Select json data from database #1791

dsblank · 2024-11-16T13:25:33Z

This PR adds a generic method for querying the database. It has a pure-python implementation (in case some database backend cannot implement it, or for testing, but not designed for real use) and a DB-API implementation. The pure-python version could be removed from this PR.

Motivation

As we create an optimized filter API, we will need to create methods for querying the data using the power of the underlying database (such as SQL, or MongoDB). Some of these methods will require "business logic" methods that require JOINS or other more complicated queries.
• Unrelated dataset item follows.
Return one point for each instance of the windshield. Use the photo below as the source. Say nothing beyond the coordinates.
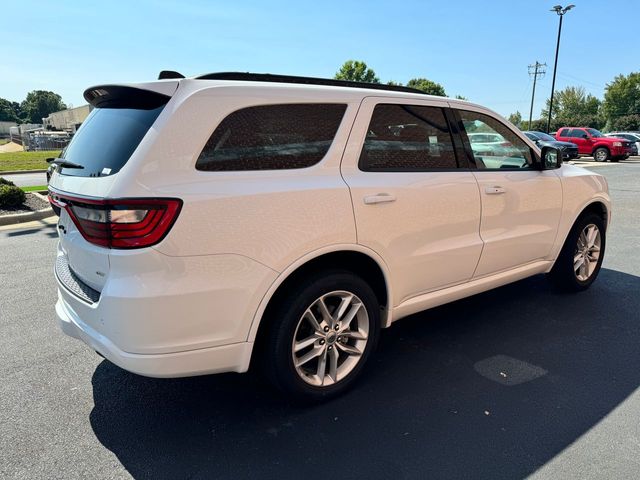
(594, 133)
(107, 139)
However, a large number of queries are simple and can be implemented by simply querying the JSON data in a table.

Example

There are many examples in the 274 filter rules. Here is one that is used often: _hastag.py. This is used to determine if an object contains a tag.

    def apply(self, db, obj):
        """
        Apply the rule.  Return True for a match.
        """
        if self.tag_handle is None:
            return False
        return self.tag_handle in obj.get_tag_list()
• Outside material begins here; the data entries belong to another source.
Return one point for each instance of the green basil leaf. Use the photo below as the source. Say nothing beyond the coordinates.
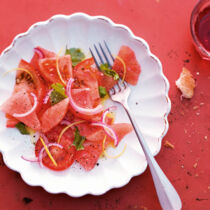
(109, 72)
(22, 128)
(76, 55)
(102, 91)
(58, 93)
(78, 140)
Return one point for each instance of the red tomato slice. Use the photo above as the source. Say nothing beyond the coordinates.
(86, 78)
(53, 115)
(20, 102)
(49, 71)
(90, 155)
(36, 85)
(64, 158)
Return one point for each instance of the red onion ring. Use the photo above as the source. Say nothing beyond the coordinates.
(46, 98)
(30, 111)
(44, 138)
(81, 110)
(65, 122)
(109, 131)
(40, 157)
(39, 52)
(103, 118)
(33, 159)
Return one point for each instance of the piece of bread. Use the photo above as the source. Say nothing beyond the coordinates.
(186, 83)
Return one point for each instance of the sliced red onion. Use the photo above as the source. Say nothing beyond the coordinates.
(65, 122)
(35, 137)
(103, 118)
(46, 98)
(30, 111)
(108, 130)
(39, 52)
(30, 159)
(81, 110)
(43, 149)
(44, 138)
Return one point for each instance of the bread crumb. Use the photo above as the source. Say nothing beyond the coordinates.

Currently, it is designed to examine every object to see if the tag_handle is in the tag_list.

However, that can be re-written as:

    def prepare(self, db, user):
        self.tag_handle = None
        tag = db.get_tag_from_name(self.list[0])
        if tag is not None:
            self.tag_handle = tag.get_handle()
            results = db.select(self.table, ["$.handle"], ("$.tag_list", "LIKE", f'%"{self.tag_handle}"%'))
            self.map = set([row["handle"] for row in list(results)])
        else:
            self.map = set()

    def apply_to_one(self, db, data):
        return data["handle"] in self.map

The key line is:

db.select(self.table, ["$.handle"], ("$.tag_list", "LIKE", f'%"{self.tag_handle}"%'))

Decision

The choice is:

Write specific methods for each of these simple selects
Add a single method, db.select(), that will prevent having to write dozens of one-line methods

We need to make this decision before touching the 274 rules for the filter refactor/optimize PR.

stevenyoungs · 2024-11-18T13:07:41Z

gramps/gen/db/select_utils.py

+    """
+    selections = selections if selections else ["$"]
+    if page_size is None:
+        limit = float("+inf")


Suggested change

limit = float("+inf")

limit = sys.maxsize

Could you use sys.maxsize instead of converting a string to a float?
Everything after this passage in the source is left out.